You have the following rights regarding your personal data:

• Right of access (Art. 15 GDPR): You can request a copy of all data we hold about you.
• Right to rectification (Art. 16 GDPR): You can have incorrect data corrected.
• Right to erasure (Art. 17 GDPR): You can request deletion of your data ("right to be forgotten").
• Right to restriction (Art. 18 GDPR): You can request restriction of processing of your data.
• Right to data portability (Art. 20 GDPR): You can request your data in a structured, commonly used, and machine-readable format.
• Right to object (Art. 21 GDPR): You can object to processing based on legitimate interest.
• Right to withdraw consent (Art. 7(3) GDPR): You can withdraw previously given consent at any time.

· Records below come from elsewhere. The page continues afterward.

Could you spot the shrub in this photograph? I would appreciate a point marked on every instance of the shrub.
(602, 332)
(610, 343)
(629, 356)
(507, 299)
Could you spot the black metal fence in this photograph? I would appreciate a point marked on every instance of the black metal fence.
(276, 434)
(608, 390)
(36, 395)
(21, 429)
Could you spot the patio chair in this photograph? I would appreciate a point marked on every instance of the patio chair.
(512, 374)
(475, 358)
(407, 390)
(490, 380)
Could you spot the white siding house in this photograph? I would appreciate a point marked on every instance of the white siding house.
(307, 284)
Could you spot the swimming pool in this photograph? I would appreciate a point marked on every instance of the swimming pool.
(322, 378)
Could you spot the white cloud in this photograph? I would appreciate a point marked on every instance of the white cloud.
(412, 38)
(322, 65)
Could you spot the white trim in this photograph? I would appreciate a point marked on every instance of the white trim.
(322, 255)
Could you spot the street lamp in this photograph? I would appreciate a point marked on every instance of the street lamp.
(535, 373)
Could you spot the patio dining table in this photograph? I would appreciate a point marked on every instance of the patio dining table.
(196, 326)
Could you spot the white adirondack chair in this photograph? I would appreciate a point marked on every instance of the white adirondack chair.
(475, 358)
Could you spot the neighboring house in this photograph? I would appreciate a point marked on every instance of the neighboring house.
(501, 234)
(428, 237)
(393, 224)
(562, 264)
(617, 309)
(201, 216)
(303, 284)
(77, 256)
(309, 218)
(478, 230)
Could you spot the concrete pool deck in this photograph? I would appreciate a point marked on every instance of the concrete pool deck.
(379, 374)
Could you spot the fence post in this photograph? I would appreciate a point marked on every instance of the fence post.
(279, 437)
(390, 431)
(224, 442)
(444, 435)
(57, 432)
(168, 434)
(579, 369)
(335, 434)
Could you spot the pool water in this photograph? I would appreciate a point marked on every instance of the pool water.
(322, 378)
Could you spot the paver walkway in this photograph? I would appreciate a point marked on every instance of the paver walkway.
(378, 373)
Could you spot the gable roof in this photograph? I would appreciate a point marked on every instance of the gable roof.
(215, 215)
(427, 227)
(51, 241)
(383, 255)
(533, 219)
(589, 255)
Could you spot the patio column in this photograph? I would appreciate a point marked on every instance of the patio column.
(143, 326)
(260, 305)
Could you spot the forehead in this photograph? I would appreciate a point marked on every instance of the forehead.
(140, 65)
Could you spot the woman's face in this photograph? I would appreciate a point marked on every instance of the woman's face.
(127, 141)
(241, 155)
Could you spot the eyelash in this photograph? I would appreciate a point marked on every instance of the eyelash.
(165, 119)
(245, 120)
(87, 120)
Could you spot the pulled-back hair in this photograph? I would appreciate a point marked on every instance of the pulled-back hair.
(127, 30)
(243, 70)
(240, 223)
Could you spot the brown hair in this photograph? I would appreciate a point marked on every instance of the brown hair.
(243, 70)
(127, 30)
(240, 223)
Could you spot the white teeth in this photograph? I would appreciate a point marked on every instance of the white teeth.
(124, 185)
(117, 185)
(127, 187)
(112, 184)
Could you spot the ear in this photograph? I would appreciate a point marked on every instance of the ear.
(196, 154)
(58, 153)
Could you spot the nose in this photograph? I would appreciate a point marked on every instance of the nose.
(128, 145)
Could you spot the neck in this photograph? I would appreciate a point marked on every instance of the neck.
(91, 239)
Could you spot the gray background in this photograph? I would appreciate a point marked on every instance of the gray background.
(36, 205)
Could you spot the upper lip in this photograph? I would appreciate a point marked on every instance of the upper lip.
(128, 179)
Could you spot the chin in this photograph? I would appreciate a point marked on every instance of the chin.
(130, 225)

To exercise your rights, contact us at [email protected]. We will respond within 30 days.

In the App

You can delete your account and all associated data via Settings > Account > Delete Account.

What gets deleted

• Your user account and profile
• All jobs, shifts, shift types, and premium rules
• Calendar subscription settings
• Synchronization data

What is retained

• Server access logs (maximum 90 days, standard server operation)

After account deletion, you can still use the App in offline mode without an account.

The App itself

The WageWarden mobile app does not use cookies. We use:

• Local storage for app settings
• Secure storage for authentication tokens (only if you sign in for cloud sync)

This website

This website (wagewarden.app) does not use cookies, local storage, tracking pixels, or analytics. Your language preference is resolved from your browser settings or a ?lang= URL parameter on each visit and is not persisted.

Cross-app tracking

We do not use your data for tracking across third-party apps or websites. Your data is only used within WageWarden for the purposes described in this policy.

Your data is stored within the European Economic Area (EEA). The optional cloud sync backend is hosted in the EU and we do not transfer your personal data outside the EEA in normal operation.

Free users may have their advertising identifier processed by Google AdMob (Google LLC), which is certified under the EU-US Data Privacy Framework. Your country setting is sent to Nager.Date to retrieve public holiday data; no personal data is included in these requests. Purchase data is managed entirely by Google Play and is not transferred through our servers.

We ensure all international data transfers comply with GDPR requirements for adequate protection.

WageWarden is not intended for children under 16 years of age. We do not knowingly collect personal data from children. If you are a parent or guardian and discover that your child has provided data to us, please contact us at [email protected].

We may update this privacy policy from time to time. For significant changes:

• We will post a notice on this website
• We will update the "Last updated" date at the top of this page

We recommend reviewing this policy regularly.

If you have complaints about how we process your data, you can:

1. Contact us at [email protected]
2. File a complaint with the Dutch Data Protection Authority (Autoriteit Persoonsgegevens):
   • Website: autoriteitpersoonsgegevens.nl
   • PO Box 93374, 2509 AJ The Hague, Netherlands

You also have the right to file a complaint with the supervisory authority in your EU member state of residence or place of work.

For questions about this privacy policy or your personal data:

BoltOrigin
Email: [email protected]

We aim to respond to general inquiries within 5 business days and to GDPR requests within 30 days.